# Sprint 1: Foundational Setup

## Task 1 (CIR-8): Load and Validate all Datasets

In [None]:
import pandas as pd
import numpy as np
import os
import logging

# Plots
import matplotlib.pyplot as plt
import seaborn as sns

In [None]:
# Set up logging
logging.basicConfig(
    level=logging.INFO,
    format='%(asctime)s - %(levelname)s - %(message)s',
    handlers=[
        logging.FileHandler("logs/CIR-8_data_logs.log"),
        logging.StreamHandler()
    ]
)

In [None]:
# CSVs Directory 
data_path = "../04_ANN/CSV/exports/split_set/without_multiple_rows"
all_files = os.listdir(data_path)

logging.info("++++++++++++++++++++++++++++++++++++++++++")
logging.info("Start Loading Dataframes.")

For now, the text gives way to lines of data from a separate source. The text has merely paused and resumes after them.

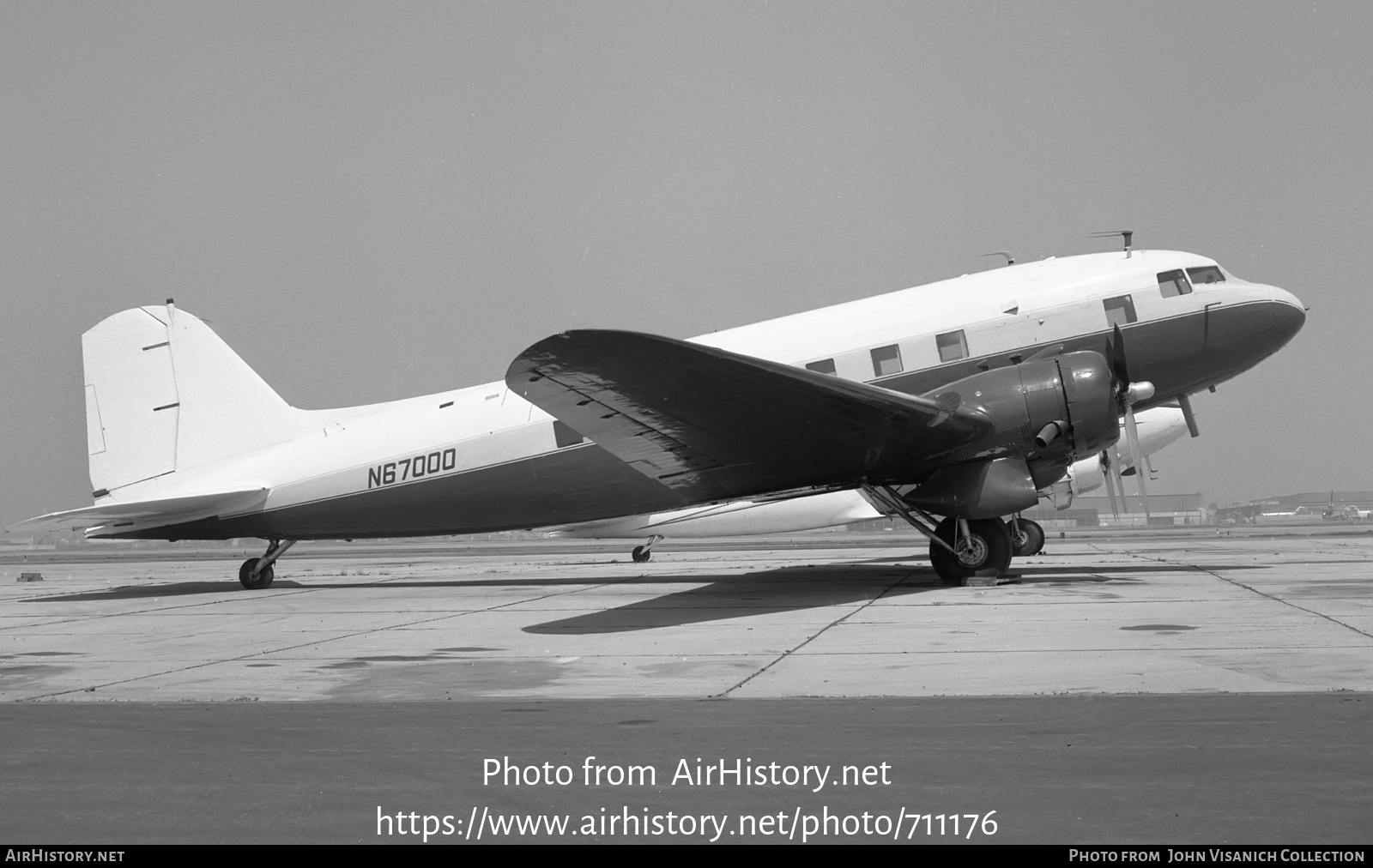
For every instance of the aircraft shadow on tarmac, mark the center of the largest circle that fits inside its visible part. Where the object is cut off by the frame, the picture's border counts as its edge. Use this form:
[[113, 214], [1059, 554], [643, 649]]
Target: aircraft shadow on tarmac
[[819, 585]]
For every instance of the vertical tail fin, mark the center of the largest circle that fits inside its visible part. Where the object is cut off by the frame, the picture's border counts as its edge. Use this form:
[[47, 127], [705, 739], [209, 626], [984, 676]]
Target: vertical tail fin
[[164, 393]]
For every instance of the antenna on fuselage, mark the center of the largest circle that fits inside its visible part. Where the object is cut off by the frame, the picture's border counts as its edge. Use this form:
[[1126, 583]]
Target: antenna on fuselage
[[1125, 234]]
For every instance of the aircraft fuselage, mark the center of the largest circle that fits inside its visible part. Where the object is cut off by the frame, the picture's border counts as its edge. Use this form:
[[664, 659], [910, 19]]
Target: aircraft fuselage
[[482, 459]]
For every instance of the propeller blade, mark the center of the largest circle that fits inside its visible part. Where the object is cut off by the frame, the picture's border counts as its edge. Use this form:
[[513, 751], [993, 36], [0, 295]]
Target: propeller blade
[[1132, 438], [1132, 431], [1109, 475], [1119, 367]]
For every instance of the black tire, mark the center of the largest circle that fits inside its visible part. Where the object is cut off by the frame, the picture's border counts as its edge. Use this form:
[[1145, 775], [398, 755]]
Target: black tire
[[985, 551], [1029, 541], [264, 578]]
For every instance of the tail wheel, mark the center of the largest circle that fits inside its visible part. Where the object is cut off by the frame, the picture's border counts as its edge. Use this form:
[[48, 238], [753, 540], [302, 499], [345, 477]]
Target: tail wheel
[[1029, 540], [985, 550], [264, 577]]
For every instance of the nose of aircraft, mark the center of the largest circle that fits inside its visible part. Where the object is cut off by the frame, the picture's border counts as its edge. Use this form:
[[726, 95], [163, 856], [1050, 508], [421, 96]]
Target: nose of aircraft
[[1288, 316]]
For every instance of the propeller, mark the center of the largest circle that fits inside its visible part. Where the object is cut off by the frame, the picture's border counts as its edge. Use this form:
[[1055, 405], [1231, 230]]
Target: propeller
[[1110, 475], [1129, 393]]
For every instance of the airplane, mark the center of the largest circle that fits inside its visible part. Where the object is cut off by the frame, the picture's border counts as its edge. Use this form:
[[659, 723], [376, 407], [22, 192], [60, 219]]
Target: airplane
[[1159, 426], [1347, 513], [965, 399]]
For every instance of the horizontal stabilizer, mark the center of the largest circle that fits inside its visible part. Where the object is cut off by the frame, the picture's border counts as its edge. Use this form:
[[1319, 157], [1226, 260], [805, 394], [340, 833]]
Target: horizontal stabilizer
[[146, 513], [714, 425]]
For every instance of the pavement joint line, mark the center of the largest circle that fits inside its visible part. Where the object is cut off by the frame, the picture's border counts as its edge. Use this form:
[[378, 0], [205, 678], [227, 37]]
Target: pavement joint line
[[814, 636], [154, 610], [1263, 594], [306, 644]]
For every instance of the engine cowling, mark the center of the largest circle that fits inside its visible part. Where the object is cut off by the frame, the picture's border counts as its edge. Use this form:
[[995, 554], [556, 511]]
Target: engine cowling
[[1049, 413]]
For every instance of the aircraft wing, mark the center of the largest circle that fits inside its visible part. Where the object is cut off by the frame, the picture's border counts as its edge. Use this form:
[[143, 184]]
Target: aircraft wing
[[716, 425], [146, 513]]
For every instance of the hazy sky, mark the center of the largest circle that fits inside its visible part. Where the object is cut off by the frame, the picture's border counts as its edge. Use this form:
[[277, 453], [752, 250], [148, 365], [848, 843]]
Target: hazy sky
[[375, 201]]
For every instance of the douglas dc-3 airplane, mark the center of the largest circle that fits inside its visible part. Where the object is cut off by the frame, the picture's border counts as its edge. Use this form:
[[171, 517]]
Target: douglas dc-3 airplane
[[967, 400]]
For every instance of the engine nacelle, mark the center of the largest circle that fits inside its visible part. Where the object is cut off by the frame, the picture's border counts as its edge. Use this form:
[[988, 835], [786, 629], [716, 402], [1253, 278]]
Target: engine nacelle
[[1049, 413], [1052, 409]]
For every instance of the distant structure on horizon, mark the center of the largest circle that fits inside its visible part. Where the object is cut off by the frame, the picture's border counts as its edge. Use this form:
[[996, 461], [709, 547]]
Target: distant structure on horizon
[[1306, 506]]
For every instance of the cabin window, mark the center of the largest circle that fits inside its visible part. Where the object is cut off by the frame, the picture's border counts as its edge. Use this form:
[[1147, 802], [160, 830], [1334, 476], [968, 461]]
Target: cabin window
[[1173, 283], [953, 345], [886, 360], [1206, 274], [565, 434], [1119, 310]]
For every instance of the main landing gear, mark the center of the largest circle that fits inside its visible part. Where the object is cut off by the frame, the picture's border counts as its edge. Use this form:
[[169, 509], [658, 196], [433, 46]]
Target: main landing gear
[[257, 573], [1026, 537], [959, 548], [978, 547], [643, 552]]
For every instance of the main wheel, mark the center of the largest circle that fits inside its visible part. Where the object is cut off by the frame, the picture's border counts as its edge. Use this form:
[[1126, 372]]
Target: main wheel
[[986, 550], [1029, 540], [264, 578]]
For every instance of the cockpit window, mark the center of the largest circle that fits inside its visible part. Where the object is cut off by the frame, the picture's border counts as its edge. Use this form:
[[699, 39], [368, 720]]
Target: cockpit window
[[1173, 283], [952, 345], [1207, 274], [1119, 310], [886, 360]]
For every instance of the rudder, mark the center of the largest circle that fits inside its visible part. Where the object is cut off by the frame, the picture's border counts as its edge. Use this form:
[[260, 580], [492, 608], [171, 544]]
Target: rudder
[[165, 393]]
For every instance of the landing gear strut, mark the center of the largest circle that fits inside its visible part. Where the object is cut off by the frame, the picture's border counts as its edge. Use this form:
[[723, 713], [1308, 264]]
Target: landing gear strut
[[257, 573], [959, 548], [643, 552], [1026, 536], [979, 547]]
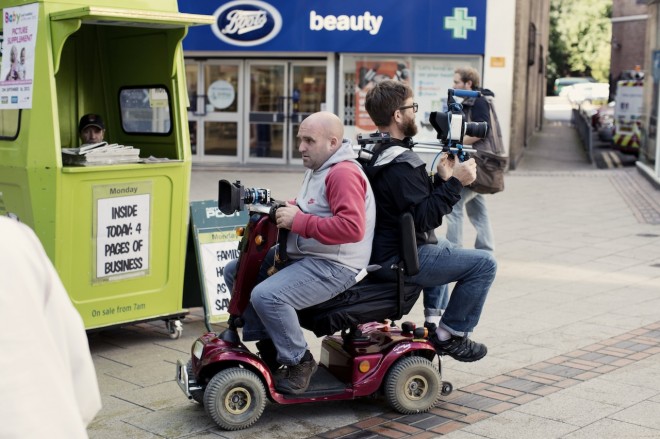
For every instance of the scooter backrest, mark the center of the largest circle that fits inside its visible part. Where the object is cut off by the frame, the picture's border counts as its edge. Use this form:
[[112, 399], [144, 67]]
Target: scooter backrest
[[409, 245]]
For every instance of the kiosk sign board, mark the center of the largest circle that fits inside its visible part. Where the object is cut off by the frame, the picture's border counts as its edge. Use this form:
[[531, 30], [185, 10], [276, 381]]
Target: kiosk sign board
[[371, 26], [19, 36], [122, 230]]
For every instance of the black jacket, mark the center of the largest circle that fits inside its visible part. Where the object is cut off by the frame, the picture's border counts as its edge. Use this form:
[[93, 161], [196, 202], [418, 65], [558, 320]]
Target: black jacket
[[401, 184]]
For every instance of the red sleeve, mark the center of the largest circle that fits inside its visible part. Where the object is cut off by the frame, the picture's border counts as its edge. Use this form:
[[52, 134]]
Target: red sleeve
[[346, 190]]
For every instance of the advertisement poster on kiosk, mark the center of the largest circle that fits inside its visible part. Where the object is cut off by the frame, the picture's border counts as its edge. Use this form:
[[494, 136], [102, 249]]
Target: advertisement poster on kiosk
[[17, 70]]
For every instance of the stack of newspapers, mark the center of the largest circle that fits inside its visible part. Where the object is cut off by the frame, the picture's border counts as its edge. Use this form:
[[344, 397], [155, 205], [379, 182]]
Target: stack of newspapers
[[100, 154]]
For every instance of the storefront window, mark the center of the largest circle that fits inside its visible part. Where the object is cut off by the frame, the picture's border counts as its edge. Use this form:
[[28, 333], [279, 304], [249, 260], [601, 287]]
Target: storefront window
[[221, 85], [429, 76]]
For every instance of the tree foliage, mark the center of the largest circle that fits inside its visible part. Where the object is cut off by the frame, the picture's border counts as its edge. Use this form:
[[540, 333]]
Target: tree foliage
[[580, 35]]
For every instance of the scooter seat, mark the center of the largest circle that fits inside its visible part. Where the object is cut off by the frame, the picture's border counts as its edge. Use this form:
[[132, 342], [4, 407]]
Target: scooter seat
[[367, 301]]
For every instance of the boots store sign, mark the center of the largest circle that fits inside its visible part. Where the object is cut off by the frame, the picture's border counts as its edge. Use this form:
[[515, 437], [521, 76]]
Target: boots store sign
[[372, 26]]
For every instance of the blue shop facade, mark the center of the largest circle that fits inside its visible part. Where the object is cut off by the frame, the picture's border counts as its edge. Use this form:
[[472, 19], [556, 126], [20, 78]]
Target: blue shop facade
[[264, 65]]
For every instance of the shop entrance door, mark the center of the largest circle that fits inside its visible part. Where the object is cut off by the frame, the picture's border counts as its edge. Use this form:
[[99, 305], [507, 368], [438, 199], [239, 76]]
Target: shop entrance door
[[281, 95]]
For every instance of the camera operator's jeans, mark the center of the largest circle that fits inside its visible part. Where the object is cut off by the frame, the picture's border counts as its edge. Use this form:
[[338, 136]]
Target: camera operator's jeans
[[275, 299], [436, 299], [474, 204], [442, 263]]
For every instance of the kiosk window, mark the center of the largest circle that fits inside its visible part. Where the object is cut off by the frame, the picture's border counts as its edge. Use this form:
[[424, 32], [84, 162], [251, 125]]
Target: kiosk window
[[9, 124], [145, 110]]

# Load CSVs into a dictionary of dataframes
dataframes = {}
for file in all_files:
    if file.endswith(".csv"):
        var_name = file.replace(".csv", "").replace("-", "_")
        logging.info(f"Loading... -> {file}")
        dataframes[var_name] = pd.read_csv(os.path.join(data_path, file)).astype('float32')

# Log loaded datasets
for var_name, df in dataframes.items():
    globals()[var_name] = df
    logging.info(f"{var_name} loaded successfully with shape {df.shape}")
logging.info("Load Complete.")
logging.info("++++++++++++++++++++++++++++++++++++++++++")

In [None]:
logging.info("++++++++++++++++++++++++++++++++++++++++++")
logging.info("Check Datatypes...")
for name, df in dataframes.items():
    logging.info(f"{name} types:\n{df.dtypes.value_counts()}")
logging.info("Check Complete.")
logging.info("++++++++++++++++++++++++++++++++++++++++++")

In [None]:
logging.info("++++++++++++++++++++++++++++++++++++++++++")
logging.info("Calculate missing values...")
for name, df in dataframes.items():
    missing_total = df.isnull().sum().sum()
    missing_cols = df.columns[df.isnull().any()].tolist()
    logging.info(f"{name}: {missing_total} missing values across {len(missing_cols)} columns")
logging.info("Missing values calculation complete.")
logging.info("++++++++++++++++++++++++++++++++++++++++++")

In [None]:
logging.info("++++++++++++++++++++++++++++++++++++++++++")
logging.info("Calculate unique values.")
for name, df in dataframes.items():
    if 'y_' in name:
        unique_vals = df.nunique()
        logging.info(f"{name} unique target values: {unique_vals.to_dict()}")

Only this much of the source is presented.